6. M. A fait valoir être entré en France le 18 février 2018 muni d'un visa C, avoir rencontré une ressortissante française, dont il a eu une fille née le 18 novembre 2019, partagé l'autorité parentale sur l'enfant, de nationalité française, avec sa compagne, avec laquelle il a projeté de se marier en juin 2022. Toutefois, il ressort des pièces du dossier que M. A a été condamné le 11 janvier 2021 à une peine de huit mois d'emprisonnement avec sursis pour des violences sur la mère de son enfant et interdiction de rentrer en contact avec cette dernière ou de paraître à son domicile pendant une durée de trois ans. Il ressort également d'une pièce du dossier que l'intéressé a été incarcéré du 7 décembre 2020 au 11 janvier 2021. Par les pièces jointes au dossier, peu nombreuses et insuffisamment probantes, et des attestations non circonstanciées, établies pour la plupart par des amis ou des parents, M. A n'établit pas l'existence d'une communauté de vie avec la mère de son enfant en particulier en 2021 et 2022, laquelle se serait établie en méconnaissance du jugement rendu à son encontre alors, en outre, que le projet de mariage de M. A et de sa compagne n'est pas démontré de manière probante. Par ailleurs, il n'établit pas davantage la réalité des liens affectifs avec son enfant et de sa contribution à l'entretien et à l'éducation de cet enfant par la seule production d'achats en supermarché non assortis de justificatifs de paiement et des attestations peu précises, notamment celle de la mère de l'enfant en date du 20 mai 2022 faisant état de ce qu'il participerait à l'entretien de l'enfant à hauteur de 150 euros par mois. Dans ces conditions, M. A n'est pas fondé à soutenir que les décisions du 12 mai 2022 susvisées portent à son droit au respect de sa vie privée et familiale une atteinte disproportionnée au regard des buts en vue desquels elles ont été prises et ainsi qu'elles méconnaissent les stipulations de l'article 8 de la convention européenne de sauvegarde des droits de l'homme et des libertés fondamentales. Pour les mêmes motifs, il n'est pas davantage fondé à soutenir que la décision portant refus de titre de séjour méconnaît les dispositions de l'article L. 423-23 du code de l'entrée et du séjour des étrangers et du droit d'asile.

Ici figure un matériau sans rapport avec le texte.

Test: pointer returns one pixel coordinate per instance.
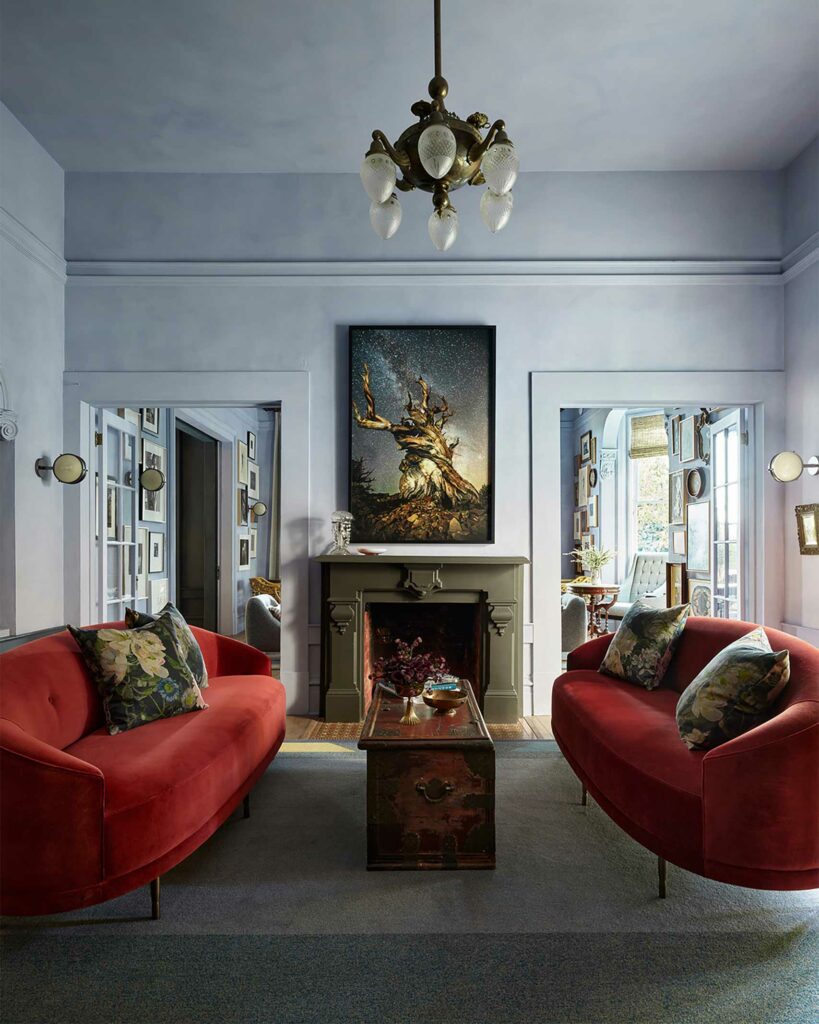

7. En quatrième lieu, aux termes de l'article L. 423-10 du code de l'entrée et du séjour des étrangers et du droit d'asile : " L'étranger qui est père ou mère d'un enfant français résidant en France et titulaire depuis au moins trois années de la carte de séjour temporaire prévue à l'article L. 423-7 ou d'une carte de séjour pluriannuelle délivrée aux étrangers mentionnés aux articles L. 423-1, L. 423-7 et L. 423-23, sous réserve qu'il continue de remplir les conditions prévues pour l'obtention de cette carte de séjour, se voit délivrer une carte de résident d'une durée de dix ans. / La délivrance de cette carte de résident est subordonnée au respect des conditions d'intégration républicaine prévues à l'article L. 413-7. L'enfant visé au premier alinéa s'entend de l'enfant ayant une filiation légalement établie, y compris l'enfant adopté, en vertu d'une décision d'adoption, sous réserve de la vérification par le ministère public de la régularité de cette décision lorsqu'elle a été prononcée à l'étranger ".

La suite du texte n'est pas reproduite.